Хизи пришла в себя на крыше дамакуты, сжимая затекшими пальцами барабан; ее лицо было мокрым от слез. Все ее страхи вновь обрушились на нее, когда сквозь поверхность озера она вынырнула в мир живых - это было почти невозможно вынести. Хизи долго, дрожа, сидела на том же месте, и с каждой слезой, казалось, ее сердце и она сама опустошается; наконец ею овладел ужас: вот-вот ее кожа съежится, спадется, не наполненная ничем изнутри. Хизи поспешила спуститься обратно в дамакуту, все еще продолжая плакать. На цыпочках она ходила по залам и комнатам, пока не нашла среди спящих того, кого искала. Хизи свернулась клубочком рядом и прижалась к нему; проснувшийся великан, ничего не говоря, обнял ее своими огромными руками и стал ласково укачивать. Так она и проспала остаток ночи - под защитой Тзэма, словно пятилетняя кроха; как бы ей хотелось и правда оказаться маленькой девочкой...

За завтраком Перкар обратил внимание на то, какой усталой и измученной выглядит Хизи. Под глазами девочки лежали темные круги, лицо ее осунулось. Она едва коснулась поданного им завтрака, хотя такой вкусной еды им не приходилось пробовать уже давно, - белые булочки, колбасы, свежие яйца.
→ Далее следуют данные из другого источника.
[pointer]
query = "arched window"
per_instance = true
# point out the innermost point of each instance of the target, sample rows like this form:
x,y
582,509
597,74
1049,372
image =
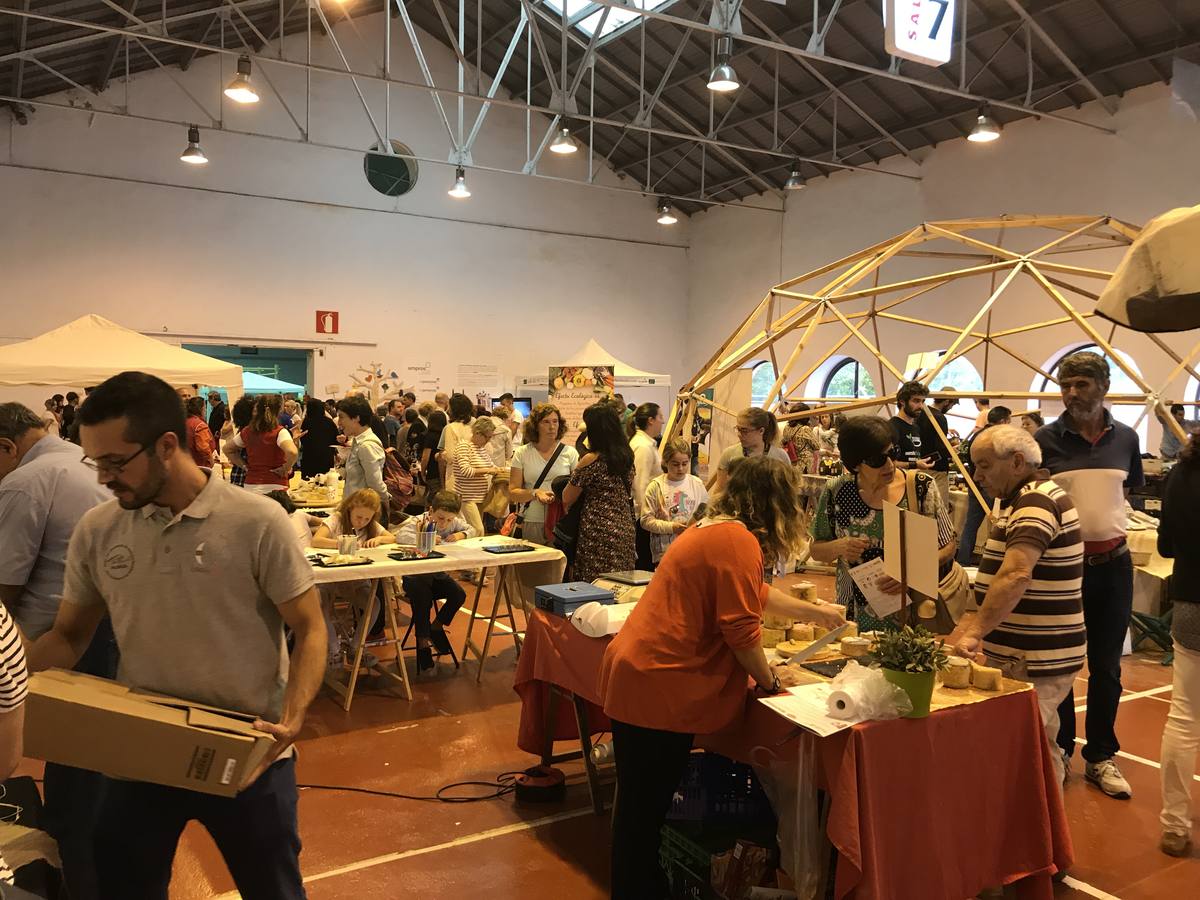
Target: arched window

Конечно, сам он с тем же успехом мог жевать опилки, - он не спал до рассвета, да и тогда, стоило юноше задремать, его преследовал все тот же кошмар: богиню потока, его любимую, пожирало чудовище.

На мгновение у него мелькнула мысль: не было ли послано Хизи такое же видение, раз она тоже наполнена холодной решимостью. Он выплакал все свои слезы: теперь для него не оставалось ничего, кроме смерти и убийства смерти его собственной или смерти тискавы, Перкару это стало безразлично.